A piece of plaid worn by one of the men who fought in the Battle of Culloden has been donated to the National Museum of Scotland.
The ancient tartan was worn by John Moir in the 1746 battle.
Now his ancestor Heather Turner, who lives in Cheshire, has donated the piece to the museum after researching its history.
She also gifted a carved oak pew panel, dated 1696, which originally came from a church in Logie Coldstone in Aberdeenshire.
Mrs Turner has been carrying out research into the artefacts, which were described as being “of national importance” by renowned Scottish historian Sir Tom Devine.
Mrs Turner arranged a meeting with the National Museum of Scotland last month and has subsequently handed over the items to Anna Groundwater, the principal curator in Renaissance and Early Modern History.
She recalled a piece about the plaid – which remains in very good condition – which was carried in the Press and Journal in 1901.
Mrs Turner said: “I am fascinated by these artefacts and they go back hundreds of years in the history of my family.
“There are links to the Moir family and the Skeens of Tarland and I have spent many happy times in the north-east, including places like Stonehaven, so I thought it was important that the plaid and the oak panel were given back to Scotland.
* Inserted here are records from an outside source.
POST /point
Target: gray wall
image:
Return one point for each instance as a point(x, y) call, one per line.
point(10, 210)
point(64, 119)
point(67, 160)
“The museum has told me that they will look after the two pieces and make sure they are preserved for future generations, which means a lot to me and my family.
“They are available to view in the National Museum of Scotland archives and they will eventually go on display to the public in a gallery.”
Ms Groundwater said: “This is a wonderful addition to the national collection, and we are extremely grateful to Mrs Turner for her generous donation.
“Few textiles survive from the period, both of this quality and in such fine condition.
“What makes this even more special as an acquisition is the fact that it is an important physical representation of the history of a family, the Aberdeenshire Skeens and Moirs, which has been preserved now for over 250 years.”